Mulling on Elizabeth Gilbert’s rhapsodic view of Rome, I always advise friends to give the Colosseum a miss. There’s so much more to see. To be provocative I usually suggest visiting S. Clemente behind the great arena, but less visited and no less intriguing is S. Crisogono.
Just across the Ponte Garibaldi, at an entry to Trastevere (Rome’s restaurant district), the great barn of a baroque church at first seems a little charmless. But pass by the praying individuals, and beyond the far end of the north aisle lies a door to an anonymous side room. Press 3 euros into the hand of the moustachied guardian and like magic he pulls on another door as if it were a cupboard. This is the entrance to the excavated sub-church and a different Rome.
9th C. crypt from above
Here is the palm of history, as Elizabeth Gilbert puts it. Deep excavations early in the 20th century revealed the sub-structures of a monstrous late antique basilica, re-purposed with a grand annular crypt in the early 9th century, and then re-decorated – rather grandly in the 11th century as Rome suddenly enjoyed newly found mercantile wealth. (Now, the historical canon says the crypt belongs to Gregory III’s papacy in the 730s, but I’m doubtful…..)

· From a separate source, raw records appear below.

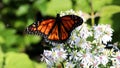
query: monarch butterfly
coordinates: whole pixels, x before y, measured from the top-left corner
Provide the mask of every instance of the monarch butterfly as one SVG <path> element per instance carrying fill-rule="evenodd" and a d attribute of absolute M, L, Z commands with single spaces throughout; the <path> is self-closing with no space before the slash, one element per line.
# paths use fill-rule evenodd
<path fill-rule="evenodd" d="M 42 36 L 46 41 L 64 43 L 71 32 L 83 23 L 83 19 L 76 15 L 65 15 L 37 21 L 26 28 L 26 32 Z"/>

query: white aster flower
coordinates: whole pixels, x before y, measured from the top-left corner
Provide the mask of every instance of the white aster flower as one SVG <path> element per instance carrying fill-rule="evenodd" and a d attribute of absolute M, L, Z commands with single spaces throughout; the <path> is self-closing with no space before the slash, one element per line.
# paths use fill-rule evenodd
<path fill-rule="evenodd" d="M 74 68 L 75 64 L 73 64 L 72 62 L 66 62 L 65 63 L 65 68 Z"/>
<path fill-rule="evenodd" d="M 74 61 L 79 61 L 80 57 L 82 56 L 81 53 L 78 52 L 77 50 L 72 51 L 69 55 L 70 55 L 69 59 Z"/>
<path fill-rule="evenodd" d="M 94 26 L 94 38 L 98 41 L 98 43 L 107 44 L 107 42 L 111 41 L 113 29 L 110 28 L 110 25 L 98 25 Z"/>
<path fill-rule="evenodd" d="M 106 55 L 100 55 L 99 56 L 99 62 L 103 64 L 104 66 L 108 63 L 108 56 Z"/>
<path fill-rule="evenodd" d="M 91 53 L 86 53 L 86 54 L 82 54 L 81 59 L 81 64 L 83 65 L 84 68 L 88 68 L 89 66 L 91 66 L 93 63 L 93 56 Z"/>

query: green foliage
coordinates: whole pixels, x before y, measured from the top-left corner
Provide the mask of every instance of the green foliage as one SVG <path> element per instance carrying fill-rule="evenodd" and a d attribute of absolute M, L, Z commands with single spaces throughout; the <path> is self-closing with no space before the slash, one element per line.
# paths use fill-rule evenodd
<path fill-rule="evenodd" d="M 120 16 L 120 6 L 111 5 L 103 7 L 100 11 L 101 18 L 99 23 L 100 24 L 110 24 L 114 29 L 113 33 L 113 42 L 120 42 L 120 23 L 119 23 L 119 16 Z"/>
<path fill-rule="evenodd" d="M 0 47 L 0 68 L 3 67 L 3 62 L 4 62 L 4 54 L 3 54 L 2 49 Z"/>
<path fill-rule="evenodd" d="M 40 36 L 24 33 L 24 29 L 35 21 L 36 12 L 40 11 L 43 16 L 55 16 L 60 11 L 74 9 L 90 14 L 89 2 L 90 0 L 2 0 L 0 3 L 0 68 L 6 53 L 5 68 L 13 68 L 12 66 L 15 65 L 18 66 L 16 68 L 21 68 L 20 65 L 24 66 L 23 60 L 25 60 L 25 68 L 40 68 L 41 65 L 35 63 L 34 66 L 26 54 L 20 53 L 25 51 L 26 47 L 37 44 L 41 40 Z M 120 42 L 120 0 L 92 0 L 92 4 L 94 12 L 99 13 L 100 16 L 98 23 L 111 24 L 114 29 L 113 42 Z M 17 53 L 9 53 L 9 51 Z"/>
<path fill-rule="evenodd" d="M 4 68 L 34 68 L 34 65 L 26 54 L 8 52 Z"/>

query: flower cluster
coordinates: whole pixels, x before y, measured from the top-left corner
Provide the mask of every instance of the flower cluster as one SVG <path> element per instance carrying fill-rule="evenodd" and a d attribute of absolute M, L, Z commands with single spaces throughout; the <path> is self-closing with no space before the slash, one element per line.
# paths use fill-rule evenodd
<path fill-rule="evenodd" d="M 75 14 L 86 21 L 81 11 L 70 10 L 60 14 Z M 119 50 L 114 52 L 114 49 L 105 49 L 107 42 L 112 41 L 112 33 L 110 25 L 101 24 L 89 28 L 83 23 L 71 33 L 67 44 L 54 44 L 51 50 L 44 50 L 42 59 L 48 68 L 119 68 Z"/>

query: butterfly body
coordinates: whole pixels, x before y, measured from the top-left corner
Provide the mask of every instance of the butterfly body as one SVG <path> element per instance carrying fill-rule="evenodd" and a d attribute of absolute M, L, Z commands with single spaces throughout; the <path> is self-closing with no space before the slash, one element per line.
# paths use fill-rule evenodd
<path fill-rule="evenodd" d="M 76 15 L 65 15 L 37 21 L 26 29 L 27 33 L 43 36 L 47 41 L 64 43 L 74 28 L 81 25 L 83 19 Z"/>

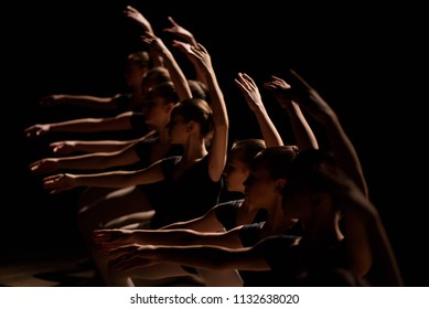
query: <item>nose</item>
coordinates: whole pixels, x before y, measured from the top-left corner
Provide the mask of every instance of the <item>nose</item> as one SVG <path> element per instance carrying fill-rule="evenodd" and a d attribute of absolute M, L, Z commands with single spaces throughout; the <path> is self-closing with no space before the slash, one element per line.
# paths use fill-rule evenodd
<path fill-rule="evenodd" d="M 243 182 L 243 185 L 244 185 L 245 188 L 248 188 L 248 187 L 251 184 L 253 180 L 254 180 L 254 178 L 253 178 L 251 175 L 248 175 L 248 177 L 246 178 L 246 180 Z"/>

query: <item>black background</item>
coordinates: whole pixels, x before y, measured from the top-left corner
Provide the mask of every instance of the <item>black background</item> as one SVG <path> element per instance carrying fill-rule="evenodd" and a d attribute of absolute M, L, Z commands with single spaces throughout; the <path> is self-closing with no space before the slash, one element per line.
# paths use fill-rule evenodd
<path fill-rule="evenodd" d="M 421 9 L 374 7 L 363 2 L 315 4 L 307 1 L 34 1 L 6 9 L 3 26 L 7 81 L 3 88 L 2 153 L 4 200 L 2 245 L 7 251 L 55 251 L 79 246 L 74 192 L 47 195 L 26 167 L 46 157 L 47 142 L 23 130 L 36 122 L 75 117 L 75 111 L 42 108 L 49 94 L 109 96 L 124 88 L 125 56 L 144 47 L 122 15 L 139 9 L 169 44 L 167 18 L 192 31 L 212 55 L 230 118 L 232 139 L 258 134 L 234 77 L 248 73 L 261 85 L 292 67 L 337 113 L 354 142 L 408 286 L 427 286 L 422 164 L 425 113 Z M 335 1 L 340 2 L 340 1 Z M 175 53 L 186 74 L 191 67 Z M 189 71 L 190 70 L 190 71 Z M 427 79 L 427 78 L 426 78 Z M 277 127 L 290 137 L 286 115 L 261 90 Z"/>

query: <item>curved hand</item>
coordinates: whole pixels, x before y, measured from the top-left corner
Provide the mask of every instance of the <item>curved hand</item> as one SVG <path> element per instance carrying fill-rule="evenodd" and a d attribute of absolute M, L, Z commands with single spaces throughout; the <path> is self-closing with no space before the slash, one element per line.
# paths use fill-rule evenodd
<path fill-rule="evenodd" d="M 291 104 L 290 85 L 285 79 L 271 76 L 268 82 L 264 83 L 264 88 L 270 90 L 282 107 Z"/>
<path fill-rule="evenodd" d="M 39 125 L 37 124 L 37 125 L 33 125 L 31 127 L 28 127 L 24 132 L 25 132 L 25 136 L 28 138 L 36 138 L 36 137 L 44 136 L 50 130 L 51 130 L 50 125 Z"/>
<path fill-rule="evenodd" d="M 141 40 L 149 46 L 153 47 L 158 53 L 160 53 L 161 56 L 163 56 L 165 52 L 168 52 L 164 42 L 160 38 L 155 36 L 153 33 L 150 33 L 149 31 L 144 32 L 144 34 L 141 35 Z"/>
<path fill-rule="evenodd" d="M 163 29 L 164 32 L 176 34 L 178 36 L 184 39 L 189 44 L 197 47 L 197 43 L 194 39 L 194 35 L 189 30 L 176 23 L 172 17 L 169 17 L 168 19 L 171 22 L 172 26 Z"/>
<path fill-rule="evenodd" d="M 50 143 L 52 152 L 56 154 L 68 154 L 75 151 L 76 142 L 71 140 L 54 141 Z"/>
<path fill-rule="evenodd" d="M 174 40 L 173 46 L 183 52 L 194 65 L 204 65 L 212 68 L 212 58 L 207 50 L 201 43 L 197 43 L 197 47 L 195 47 L 189 43 Z"/>
<path fill-rule="evenodd" d="M 35 161 L 29 166 L 29 169 L 32 173 L 35 174 L 45 174 L 58 170 L 57 159 L 55 158 L 45 158 L 39 161 Z"/>
<path fill-rule="evenodd" d="M 75 177 L 69 173 L 54 174 L 43 179 L 43 188 L 49 189 L 51 194 L 71 190 L 75 187 Z"/>
<path fill-rule="evenodd" d="M 127 6 L 127 8 L 124 10 L 124 14 L 137 22 L 141 28 L 144 29 L 144 31 L 153 34 L 150 22 L 137 9 Z"/>

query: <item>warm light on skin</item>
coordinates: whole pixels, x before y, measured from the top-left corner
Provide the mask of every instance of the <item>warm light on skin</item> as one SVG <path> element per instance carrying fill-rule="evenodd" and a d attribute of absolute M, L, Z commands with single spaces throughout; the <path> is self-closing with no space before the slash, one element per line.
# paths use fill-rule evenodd
<path fill-rule="evenodd" d="M 232 149 L 228 156 L 228 161 L 224 170 L 224 181 L 226 189 L 229 192 L 245 192 L 244 182 L 248 178 L 249 167 L 239 160 L 242 150 Z"/>

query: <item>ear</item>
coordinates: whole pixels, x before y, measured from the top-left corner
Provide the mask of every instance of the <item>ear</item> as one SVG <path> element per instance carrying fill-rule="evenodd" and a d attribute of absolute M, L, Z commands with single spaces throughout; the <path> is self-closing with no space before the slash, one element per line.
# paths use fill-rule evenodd
<path fill-rule="evenodd" d="M 195 130 L 195 121 L 191 120 L 187 122 L 186 132 L 192 132 Z"/>
<path fill-rule="evenodd" d="M 276 193 L 280 193 L 283 190 L 285 185 L 286 185 L 286 179 L 280 178 L 276 180 L 276 188 L 275 188 Z"/>
<path fill-rule="evenodd" d="M 175 103 L 170 102 L 169 104 L 165 105 L 165 111 L 171 113 L 171 110 L 173 110 L 174 106 L 175 106 Z"/>

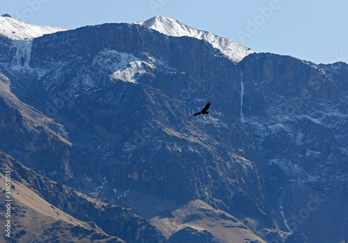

9th-century mural paintings
You are most likely on your own in this tour, tip-toeing gingerly across old excavation surfaces. The air is damp, the building shakes as a tram passes by, but it is the sense of discovery that emboldens you into the twilight. Large imperial sarcaphogi re-purposed for medieval prelates and pilgrims, are mixed with Lombard fragments from the great transennae that surrounded the early medieval sanctuary. But it is the fragmentary paintings that catch the eye. Those from the 8th or 9th century are posed yet unfazed. Elizabeth Gilbert would surely approve. Those from the age of the Normans – including one of St. Benedict - are more rigid in form, the faces being severe, dare I say, stressed.
Rome needs to network its churches and deploy them strategically to take the visitor pressure off the tourist honey-pots. Each, like S. Crisogono, is a wonder where you have time to contemplate the past and the present . Each has a regal self-assurance that is every bit as fascinating as the huge Roman ruins that draw the crowds and queues.